The Peterson Institute projected that full 25-percent tariffs on foreign autos would trigger a 2-percent decline in U.S. auto sector employment even if the targets of Trump’s import taxes did not retaliate. The EU and Japan, though, have pledged to hit back if Trump levies the tariffs. The institute estimated that retaliatory auto tariffs could more than double the job losses in the U.S.

Trump has touted auto tariffs as a means to reinvigorate U.S. vehicle manufacturing and American carmakers after decades of offshoring and domestic production declines. 

Even so, the tariffs present the danger of raising costs for U.S. firms manufacturing abroad while penalizing foreign brands that build their cars in the U.S.

The Center for Automotive Research (CAR), an industry think tank, estimated the total job losses could range from just over 82,000 to potentially 750,000, and GDP losses from $6.4 billion to $62.2 billion, depending on the extent of Trump’s tariffs and any retaliation.

Roughly 1 in 6 cars produced in the U.S. are from EU-based companies, according to the Atlantic Council, and European auto companies created 420,000 jobs in the U.S. 

A slew of foreign auto companies including Mercedes, Toyota, Mazda, BMW and Volkswagen have also opened new auto plants in the U.S. over the past five years, while General Motors has shifted production toward Mexico. And roughly 44 percent of foreign-brand cars sold in the U.S. were assembled in the U.S., according to federal data.

Trump’s proposed tariffs on autos and auto parts can also have devastating multiplier effects for the industry due to the deep integration of U.S. and foreign auto supply chains. 

It’s common for a vehicle or part to cross international borders several times throughout the manufacturing process, particularly in North America, with the product incurring a new tariff with each trip. That makes tariffs on autos and auto parts uniquely damaging among import taxes, while complicating Trump’s efforts to target foreign firms.
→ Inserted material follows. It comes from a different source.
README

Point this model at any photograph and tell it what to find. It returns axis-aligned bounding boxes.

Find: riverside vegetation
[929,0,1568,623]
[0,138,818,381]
Vehicles and parts coming into the U.S. from Mexico could face up to eight layers of tariffs from each trip across the border, according to CAR. 

A 25-percent tariff would spike prices for newly U.S.-built vehicles by at least $1,100, while the price for Mexican-made vehicles would rise up $5,400, according to the group’s analysis.

Those complicated factors have industry watchers worried that any auto tariffs could backfire on U.S. manufacturers.

“The extent of border-crossing manufacturing supply chains in the auto sector is unique,” Cohen-Setton told The Hill. “There are in fact no 100 percent ‘made in the USA’ cars.”